2) historical (non-fiction) on your ancestors.
3) modern fiction set in england involving murder, mystery, and intrigue.
s. is looking for:
Balancing life, relationships, and careers?
y. muses:
I just went to a book reading Thursday night for a collection of essays by writers in their 20s and 30s about nature, edited by a '99er, Bonnie Tsui. I loved the essay excerpts that were read. So that's my current inspiration: something about nature. Not just as in camping, but also finding nature in the urban landscape, in the sidewalks and how it helps you orient yourself in the city. Learning to listen and see nature around you.
p. notes:
[...] stories about people..........
d. reiterates:
Same suggestion as last time...coming of age with your heart, not
your mind, in a post-Ivy league, hyperanalytical, power-paced world.
I'm
marveling at all the ways I found to attribute quotes. :)
More significantly, it seems the lessons are: people want to read stories that are relevant to their lives, and that good storytelling still takes the cake. And the people that know and love me very deeply will want to read things which are very personal to me. But I'm pretty shy...
I'd be curious to hear what the blog community thinks. Any other requests? :)
I think I do best when I write about things that is the most important to me, and this would be relationships between people (romantic or family-oriented). I guess I write because I want to see that I'm not alone in my experience and also for others to know the same. Deep, personal things are good! But only at the amount you are comfortable sharing.
and I think it's amazing that you want to work on a novel. I don't think I'm built to write novels or books--poetry, non-fiction essays, and short stories are definitely my kinda length.

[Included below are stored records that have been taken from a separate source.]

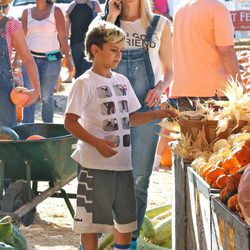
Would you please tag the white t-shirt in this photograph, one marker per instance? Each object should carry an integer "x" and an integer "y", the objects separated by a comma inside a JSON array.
[
  {"x": 104, "y": 105},
  {"x": 42, "y": 34},
  {"x": 135, "y": 36}
]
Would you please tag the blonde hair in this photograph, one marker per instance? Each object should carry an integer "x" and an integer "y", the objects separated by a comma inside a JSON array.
[{"x": 99, "y": 33}]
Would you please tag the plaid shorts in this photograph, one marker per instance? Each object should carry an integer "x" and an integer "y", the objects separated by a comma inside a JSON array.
[{"x": 105, "y": 200}]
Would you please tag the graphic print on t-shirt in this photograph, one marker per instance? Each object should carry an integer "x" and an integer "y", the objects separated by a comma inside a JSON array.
[
  {"x": 114, "y": 105},
  {"x": 104, "y": 92}
]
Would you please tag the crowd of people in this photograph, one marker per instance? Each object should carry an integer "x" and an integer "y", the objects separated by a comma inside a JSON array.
[{"x": 124, "y": 61}]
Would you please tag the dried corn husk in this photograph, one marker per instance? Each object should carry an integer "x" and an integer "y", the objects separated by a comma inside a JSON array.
[
  {"x": 221, "y": 143},
  {"x": 170, "y": 126},
  {"x": 238, "y": 138}
]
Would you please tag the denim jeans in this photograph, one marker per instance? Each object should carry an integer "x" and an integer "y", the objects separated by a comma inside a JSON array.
[
  {"x": 48, "y": 76},
  {"x": 81, "y": 65},
  {"x": 7, "y": 108},
  {"x": 136, "y": 66}
]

Posted by: Min | 05/22/2008 at 06:34 PM
thanks min :)
btw, you are a *very* good writer. the post about your mom and about summer school was excellent: rich powerful language and very evocative. if you keep writing like that, with rich, personal narrative... you might find that you could come back to this blog and pull out a bunch of posts, and HAVE a novel. (or at least the core of one, which you could edit and shape without too much difficulty.)